The issue of bullying is one that I know all too well. Not only have I known individuals and groups who have been affected by this issue, but I was a victim of bullying many years ago. My twin sister and I dealt with bullying during the 70’s and 80’s. Although times have changed and we did not have to experience cyber bullying, the effects were still the same. Hurt, fear, lack of confidence and low self-esteem are just some of the feelings that come to mind when I think about being bullied.

My sister and I did not deserve the pushing, shoving, name-calling, lies and rumors that took place in an effort to hurt us or provoke fights. I’ll never understand what went on in the minds of the elementary and middle school aged students who bullied us. I remember asking the loving adults in my life why this was happening and what had we done to deserve the hateful behaviors and comments. We simply wanted to make friends and go to and from school safely.

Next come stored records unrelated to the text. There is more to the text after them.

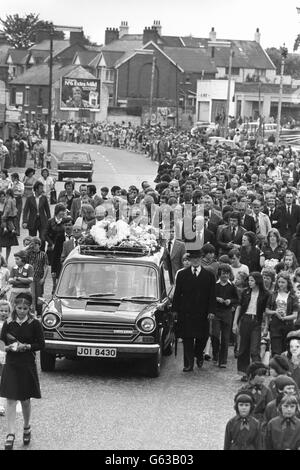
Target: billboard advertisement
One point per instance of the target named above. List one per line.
(78, 93)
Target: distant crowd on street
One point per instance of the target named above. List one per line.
(230, 219)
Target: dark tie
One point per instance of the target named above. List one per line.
(257, 229)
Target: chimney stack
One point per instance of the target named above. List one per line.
(124, 28)
(76, 37)
(150, 34)
(111, 34)
(213, 35)
(257, 36)
(157, 25)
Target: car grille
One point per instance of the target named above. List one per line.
(98, 332)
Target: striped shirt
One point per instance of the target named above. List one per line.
(38, 260)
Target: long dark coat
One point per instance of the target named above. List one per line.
(194, 298)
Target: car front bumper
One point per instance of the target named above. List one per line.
(69, 348)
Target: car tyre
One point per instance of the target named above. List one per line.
(168, 351)
(47, 361)
(154, 364)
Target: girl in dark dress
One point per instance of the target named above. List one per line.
(22, 335)
(250, 254)
(55, 236)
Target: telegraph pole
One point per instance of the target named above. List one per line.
(228, 92)
(284, 53)
(50, 93)
(152, 87)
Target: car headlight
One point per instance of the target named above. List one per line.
(146, 325)
(50, 320)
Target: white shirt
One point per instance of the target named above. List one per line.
(198, 269)
(251, 310)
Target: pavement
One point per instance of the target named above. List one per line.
(91, 404)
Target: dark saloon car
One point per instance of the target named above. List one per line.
(75, 165)
(110, 305)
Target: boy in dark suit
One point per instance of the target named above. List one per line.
(36, 213)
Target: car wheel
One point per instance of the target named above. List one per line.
(47, 361)
(154, 364)
(168, 351)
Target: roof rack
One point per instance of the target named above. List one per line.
(119, 251)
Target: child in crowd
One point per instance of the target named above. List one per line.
(296, 283)
(5, 311)
(241, 282)
(293, 355)
(283, 432)
(227, 298)
(256, 374)
(278, 365)
(283, 385)
(243, 430)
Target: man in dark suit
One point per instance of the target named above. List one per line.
(176, 250)
(36, 213)
(231, 236)
(247, 221)
(194, 302)
(70, 244)
(290, 217)
(272, 211)
(77, 202)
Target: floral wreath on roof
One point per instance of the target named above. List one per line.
(110, 234)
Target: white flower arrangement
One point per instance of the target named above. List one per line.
(110, 234)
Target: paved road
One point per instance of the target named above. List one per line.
(113, 405)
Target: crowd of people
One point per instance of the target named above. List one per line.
(229, 220)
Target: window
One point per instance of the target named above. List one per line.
(116, 280)
(40, 97)
(27, 96)
(109, 75)
(234, 70)
(13, 97)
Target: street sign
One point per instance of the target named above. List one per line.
(12, 115)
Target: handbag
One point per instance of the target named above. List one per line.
(53, 196)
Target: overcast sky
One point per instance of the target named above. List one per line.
(277, 20)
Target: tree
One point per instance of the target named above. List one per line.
(21, 30)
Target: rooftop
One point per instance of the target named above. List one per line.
(39, 74)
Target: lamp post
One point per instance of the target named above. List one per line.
(226, 44)
(284, 53)
(50, 92)
(152, 87)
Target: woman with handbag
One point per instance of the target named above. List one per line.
(55, 237)
(48, 182)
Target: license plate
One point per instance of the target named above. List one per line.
(96, 352)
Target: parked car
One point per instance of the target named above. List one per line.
(75, 165)
(110, 305)
(222, 142)
(204, 127)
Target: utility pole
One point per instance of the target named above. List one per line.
(50, 93)
(228, 92)
(152, 87)
(177, 117)
(284, 53)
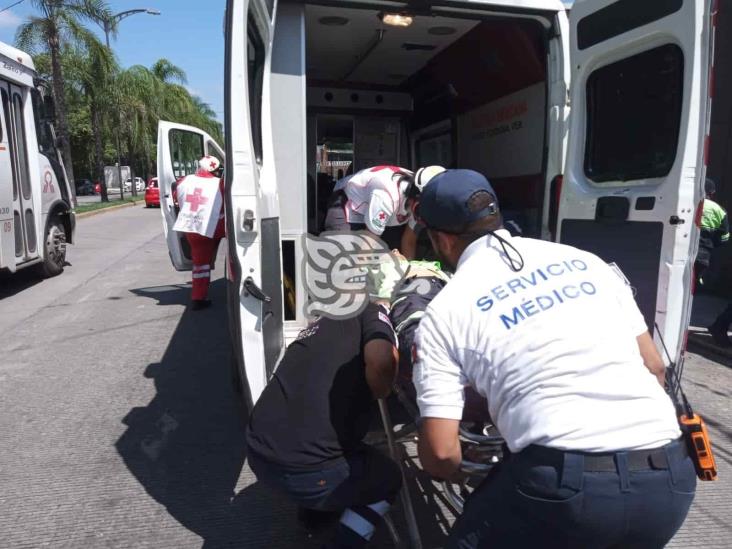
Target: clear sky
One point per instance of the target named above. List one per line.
(190, 33)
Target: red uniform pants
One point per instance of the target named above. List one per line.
(203, 250)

I’m sure that there are children (and adults) out there today who shared some of the same feelings I did thirty years ago. Last year one of my sons experienced bullying for the first time as he entered middle school. He recalled being fearful of going to the bus stop and to ride the bus. There were all sorts of “initiations” for the new comers and it scared him. Initially I had no idea that there was a problem. The school year got off to a good start. However as we entered the third or fourth week of school, he began to have asthma attacks and spent several days home from school. For the next month or so he would ask to stay home, citing that his stomach hurt or that he was not feeling well. One day it occurred to me that something was wrong. I had gone through a similar situation with my oldest son and it wasn’t until I opened up the lines of communication and asked questions that I was able to find out what was really going on.

My son revealed that kids were hitting others at the bus stop and on the bus. He, and the kids his age, were being told to switch seats and were often being “removed” if they did not get up. My son shared that one of his biggest fears was coming home after school, especially on Fridays, deemed “Freshman Fridays”. He shared that the older kids would chase them off of the bus and hit or beat them up as part of the “initiations”. I was horrified and it broke my heart to know that my son was experiencing this.

My son’s account of what was going on, mainly in my neighborhood at the bus stop, brought back the memories of my own experiences with bullying. I remembered that my mother advocated for my sister and me when we were bullied. She went so far as to go to the police regarding one incident. I truly believe that because of her actions, support, encouragement and positive affirmations, my sister and I are women who are now thriving in life. We have been able to move on, learn from the experiences and help others. That being said, I went straight to the school. We were blessed to receive the prompt support and response of my son’s school administration. When my son experienced another potential incident, this time during school, his sixth grade assistant principle stepped in again to squash the situation.

I hope that the bullying awareness and prevention goes beyond the month of October. In the meantime, I urge you to support the various activities, events and discussions that may take place in your community or online. Most of all, I encourage you to stand up for those who are experiencing bullying or may be potentially targeted.